Architect Brian Silva says most classic architecture is overmatched in today's game. "Tournament setups have favored laser-straight fairways, rather than allowing fairways to twist and turn from tee to green," says Silva, whose design partner Mark Mungeam oversaw renovation work leading up to this year's Open at Olympia Fields. "Ultra-narrow fairways, penalizing rough and Stimpmeter speeds way too fast for green slopes developed during the Golden Age, have exerted an artificial 'brake' on golf scores, keeping the spotlight off how far the golf ball has been traveling."At Olympia Fields' North Course, players will see a layout about 300 yards longer than the one on which the 1997 Senior Open (won by Graham Marsh at even par) was staged. But Mungeam says he and his crew worked hard to maintain the integrity of Willie Park Jr.'s design. In particular, they moved tees back to keep original bunker locations in play for today's longer hitters, rather than moving the hazards forward, which would have meant additional (and unnatural-looking) dozer work.

Mungeam says the USGA generally prefers fairways be narrowed to 24-28 yards wide for the Open, a process he consulted on with Meeks and Moraghan at Olympia. "They did get my input on occasion," he says. "I was most concerned that the fairways not become straight lines and that the bunkers still be an integral part of the fairways. ... We cherish classic courses because they set so comfortably on the landscape."

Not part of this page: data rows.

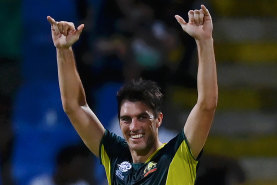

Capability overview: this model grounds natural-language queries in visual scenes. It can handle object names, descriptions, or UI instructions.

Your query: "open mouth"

[131,134,143,139]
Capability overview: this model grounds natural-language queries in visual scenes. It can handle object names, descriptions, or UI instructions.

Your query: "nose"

[130,118,139,132]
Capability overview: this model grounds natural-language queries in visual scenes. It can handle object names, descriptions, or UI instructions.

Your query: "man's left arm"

[175,5,218,158]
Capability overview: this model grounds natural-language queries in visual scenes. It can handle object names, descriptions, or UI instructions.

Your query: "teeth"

[131,134,142,139]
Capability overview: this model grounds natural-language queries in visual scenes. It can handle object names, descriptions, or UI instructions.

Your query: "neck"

[130,140,162,163]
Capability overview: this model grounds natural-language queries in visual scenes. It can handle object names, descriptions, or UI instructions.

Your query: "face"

[119,100,162,154]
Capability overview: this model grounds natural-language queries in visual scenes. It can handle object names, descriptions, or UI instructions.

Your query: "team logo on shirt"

[115,161,132,180]
[143,161,157,177]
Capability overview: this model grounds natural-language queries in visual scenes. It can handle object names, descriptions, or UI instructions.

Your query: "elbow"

[198,96,218,111]
[62,100,76,115]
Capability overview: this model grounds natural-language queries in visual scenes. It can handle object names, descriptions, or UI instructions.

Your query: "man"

[47,5,218,185]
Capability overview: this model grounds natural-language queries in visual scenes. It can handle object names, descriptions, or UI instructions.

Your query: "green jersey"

[99,130,198,185]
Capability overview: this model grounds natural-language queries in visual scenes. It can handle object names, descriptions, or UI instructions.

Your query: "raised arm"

[175,5,218,158]
[47,16,105,156]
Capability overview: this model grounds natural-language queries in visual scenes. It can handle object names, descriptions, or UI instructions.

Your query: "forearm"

[57,47,86,112]
[196,38,218,109]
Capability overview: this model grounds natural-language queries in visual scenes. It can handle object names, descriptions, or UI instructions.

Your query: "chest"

[113,156,170,185]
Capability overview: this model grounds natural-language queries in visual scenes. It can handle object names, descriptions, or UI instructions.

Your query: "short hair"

[117,78,163,118]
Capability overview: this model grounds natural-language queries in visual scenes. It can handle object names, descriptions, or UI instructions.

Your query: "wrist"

[195,37,214,46]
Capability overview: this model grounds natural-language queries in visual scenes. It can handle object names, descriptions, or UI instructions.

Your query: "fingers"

[175,15,187,25]
[185,5,207,26]
[47,16,56,25]
[201,5,210,16]
[188,10,194,24]
[76,24,85,35]
[47,16,80,36]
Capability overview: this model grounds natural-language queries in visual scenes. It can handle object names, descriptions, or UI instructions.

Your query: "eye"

[120,116,131,123]
[138,114,149,121]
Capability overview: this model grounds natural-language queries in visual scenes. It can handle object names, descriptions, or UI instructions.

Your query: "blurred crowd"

[0,0,245,185]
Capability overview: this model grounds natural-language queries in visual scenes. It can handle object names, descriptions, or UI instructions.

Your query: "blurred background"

[0,0,277,185]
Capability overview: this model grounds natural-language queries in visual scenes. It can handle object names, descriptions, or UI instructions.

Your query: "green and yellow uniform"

[100,130,198,185]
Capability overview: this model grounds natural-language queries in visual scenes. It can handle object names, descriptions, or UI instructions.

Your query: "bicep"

[184,104,215,158]
[67,105,105,157]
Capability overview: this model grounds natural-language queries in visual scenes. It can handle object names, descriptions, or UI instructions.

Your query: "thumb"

[76,24,85,35]
[47,16,57,26]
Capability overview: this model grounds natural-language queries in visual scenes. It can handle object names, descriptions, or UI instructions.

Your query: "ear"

[157,112,164,128]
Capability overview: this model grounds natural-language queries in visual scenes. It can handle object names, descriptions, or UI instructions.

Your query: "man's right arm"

[47,17,105,156]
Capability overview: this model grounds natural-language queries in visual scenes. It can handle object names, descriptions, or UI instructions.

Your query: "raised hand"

[175,5,213,40]
[47,16,84,48]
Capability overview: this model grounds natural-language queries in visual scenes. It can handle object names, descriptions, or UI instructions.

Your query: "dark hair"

[117,78,163,118]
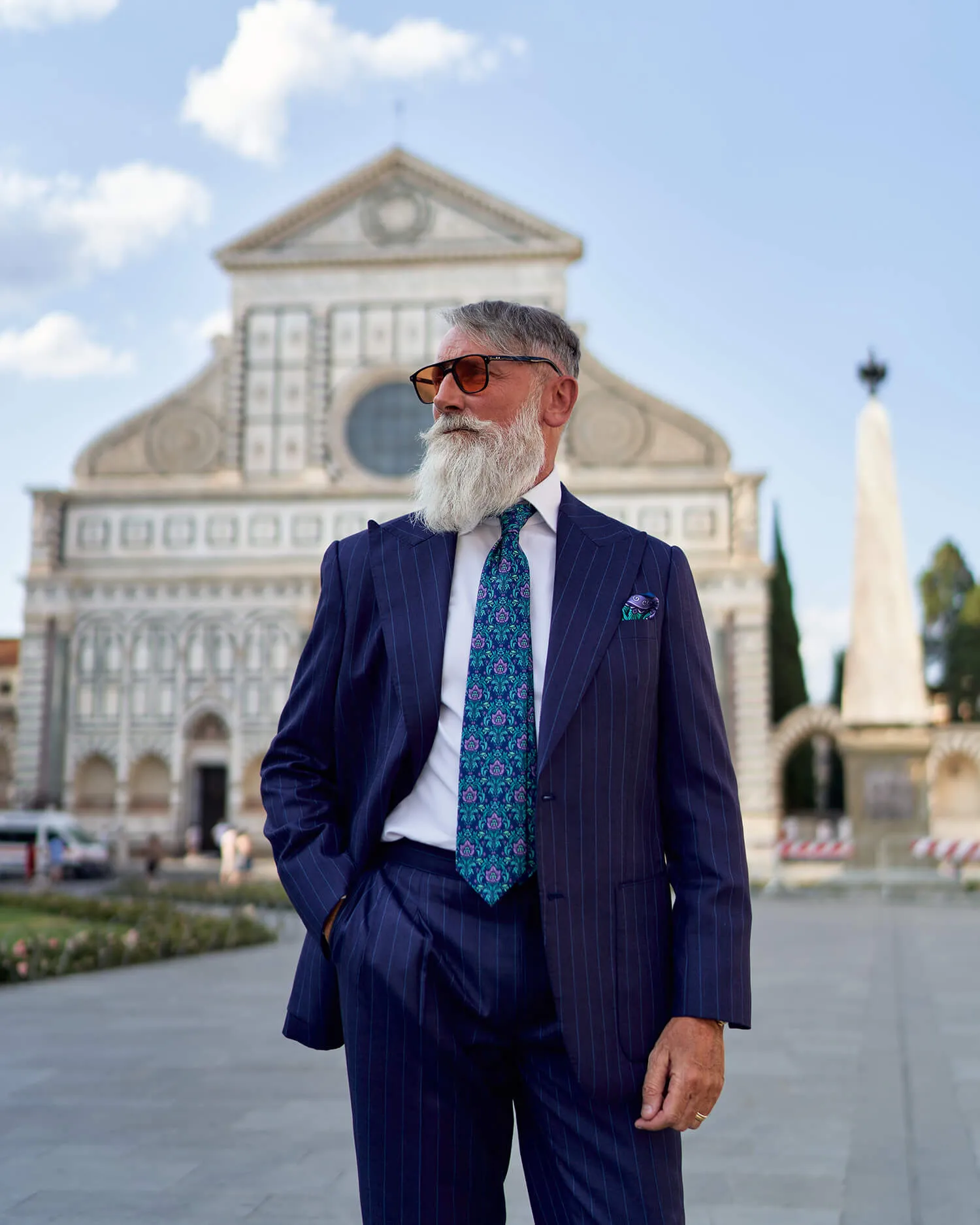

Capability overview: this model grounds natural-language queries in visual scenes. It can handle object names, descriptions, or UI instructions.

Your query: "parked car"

[0,812,113,877]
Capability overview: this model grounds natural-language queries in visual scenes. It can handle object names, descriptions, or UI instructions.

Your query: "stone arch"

[74,753,115,812]
[185,707,231,743]
[130,753,171,812]
[926,729,980,838]
[926,729,980,783]
[770,706,844,809]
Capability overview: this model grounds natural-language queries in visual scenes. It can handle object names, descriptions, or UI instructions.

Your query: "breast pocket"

[616,872,672,1064]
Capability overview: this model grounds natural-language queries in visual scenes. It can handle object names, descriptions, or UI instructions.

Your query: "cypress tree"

[770,511,816,812]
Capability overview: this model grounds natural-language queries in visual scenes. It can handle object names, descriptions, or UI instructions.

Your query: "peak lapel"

[368,521,456,774]
[538,490,645,772]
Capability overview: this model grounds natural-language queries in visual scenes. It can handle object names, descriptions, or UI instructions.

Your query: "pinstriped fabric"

[332,844,683,1225]
[263,490,750,1100]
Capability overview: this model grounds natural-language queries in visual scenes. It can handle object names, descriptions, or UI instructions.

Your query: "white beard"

[416,391,545,532]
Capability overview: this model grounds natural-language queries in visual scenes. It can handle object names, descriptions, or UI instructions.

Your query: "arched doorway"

[186,711,231,851]
[770,706,848,841]
[74,753,115,816]
[928,738,980,839]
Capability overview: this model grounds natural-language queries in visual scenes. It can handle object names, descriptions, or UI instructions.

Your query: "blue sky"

[0,0,980,698]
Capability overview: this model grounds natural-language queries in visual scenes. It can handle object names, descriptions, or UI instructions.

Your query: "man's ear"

[542,375,578,430]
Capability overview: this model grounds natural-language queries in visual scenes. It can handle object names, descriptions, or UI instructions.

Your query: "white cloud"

Only when the trophy is hoisted on June 15 will we know whether Olympia Fields' setup enabled an exciting, strategy-laden championship-or if, as Greg Norman lamented in Golf World last year, a length-driven setup eliminated options and catered to souped-up equipment.

"Anyone who believes golf in America hasn't become one-dimensional should study closely what has occurred in this year's major championships," Norman said. "Technology-including balls that don't spin as they did, square grooves, graphite shafts with virtually no torque and lob wedges with 62 degrees of loft or more-has stolen the ability of many of today's young players to adapt under changing conditions. Strategically placed bunkers, hanging lies and challenging turning points are what will put the teeth back into championship golf, not 500-yard par-4s."

In light of unthinkable driving distances and vastly improved course conditioning, is there a way to present challenging championship golf on venues of reasonable length, without turning majors into freak shows?

"They didn't get a grip on the manufacturers," Hal Sutton said last year after seeing USGA-recommended design changes to Riviera Country Club. "And now they are trying to make up for it by changing the greatest pieces of artwork that we have in the world. I think ... the USGA should have stopped this before it ever got to this point, instead of changing great golf courses."

It seems that until par is accepted as nothing more than a number developed for the handicap system, and the technology situation is refined with a tournament ball, there will be more unnecessary changes to classic venues and an increase in the number of course preparation failures.